Mayor ready to accept County’s offer re: Baptist, but devil in the details

Pensacola Mayor D.C. Reeves told me this afternoon that his legal staff is in communication with county staff regarding the offer the Board of County Commissioners approved yesterday. He wants to work with the county and honor his agreement with Commissioner Lumon May that services, including health care, are provided to the neighborhood abandoned by Baptist Hospital two years ago.

“This is an absolute ‘the devil’s in the details’ situation,” said the mayor. “Yes, we’re open to it, but it’s going to be more about performance than it’s going to be about $510K versus $509K type of thing.”

The Vote

In a unanimous 5-0 vote, the Escambia County Commission approved allocating $510,000 in Community Development Block Grant funds toward rehabilitating buildings at the former Baptist Hospital site, but not for demolition as initially proposed.

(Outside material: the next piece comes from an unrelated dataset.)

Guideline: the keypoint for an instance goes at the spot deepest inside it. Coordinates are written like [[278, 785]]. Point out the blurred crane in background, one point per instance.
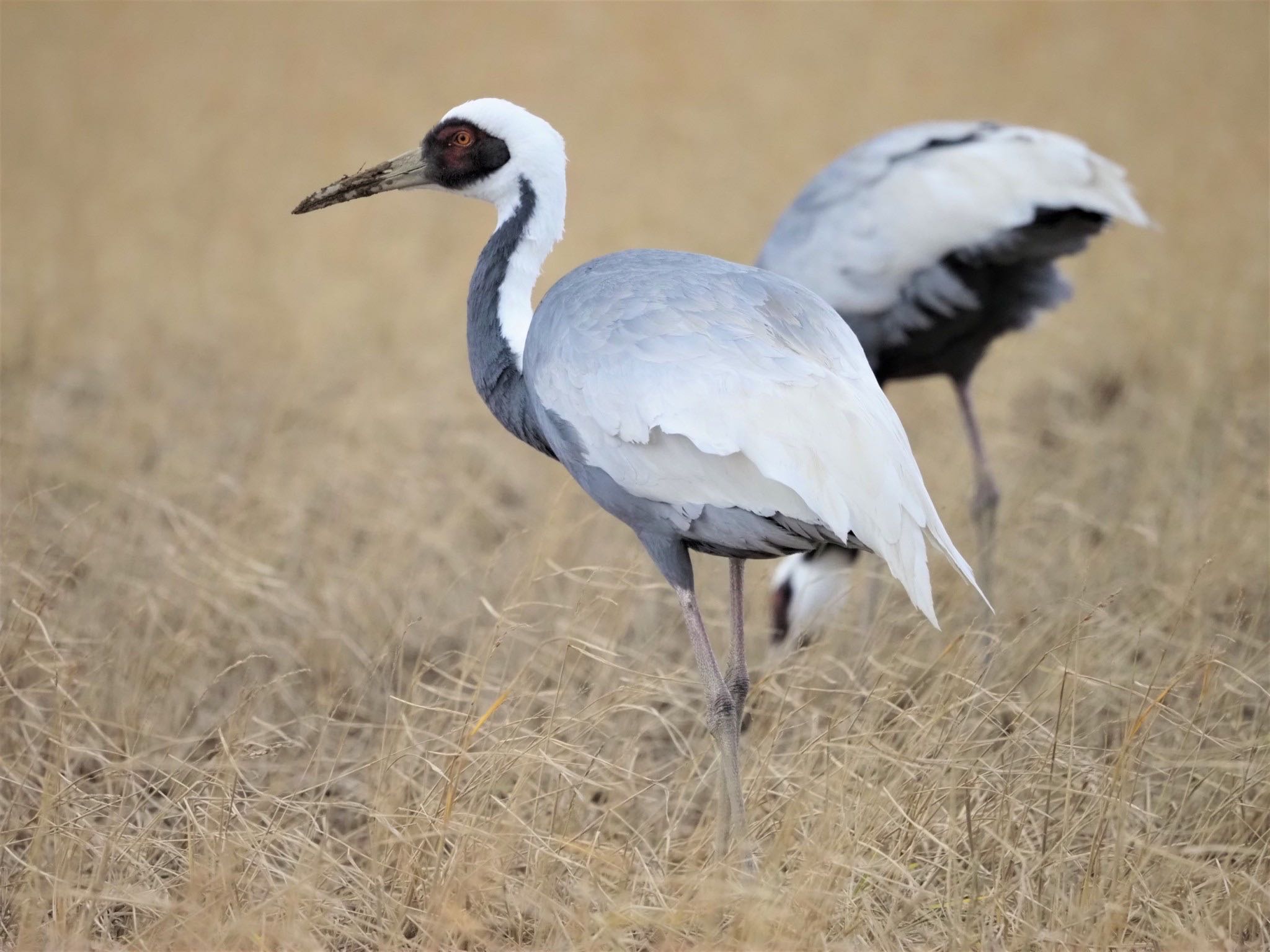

Commissioner Lumon May negotiated an alternative approach with Pensacola Mayor D.C. Reeves that would preserve at least two buildings as part of what Baptist Hospital officials have called its “legacy campus.” The county would receive one building to serve as a community center, and the city would ensure a second building would be dedicated to health care services.

Concerns

Mayor Reeves is interested in the county committing funds to renovate the building it receives and seeing the construction work completed in a short time period, which is what he means by “performance.”

  • “Lumon May and I are arm in arm over this,” the mayor said, noting that they see the overall project as an investment for today (the community center and healthcare) and tomorrow (affordable housing and other developments). “If this perceived investment of today—this community center and this healthcare—doesn’t happen quickly, then why are we doing it?”

Whatever the final written agreement states, Mayor Reeves will still have to convince the Pensacola City Council. He will have to sell them on giving the county building valued at around $800K for $510K and setting aside another building for health care. The city is short $2 million to do the demolition.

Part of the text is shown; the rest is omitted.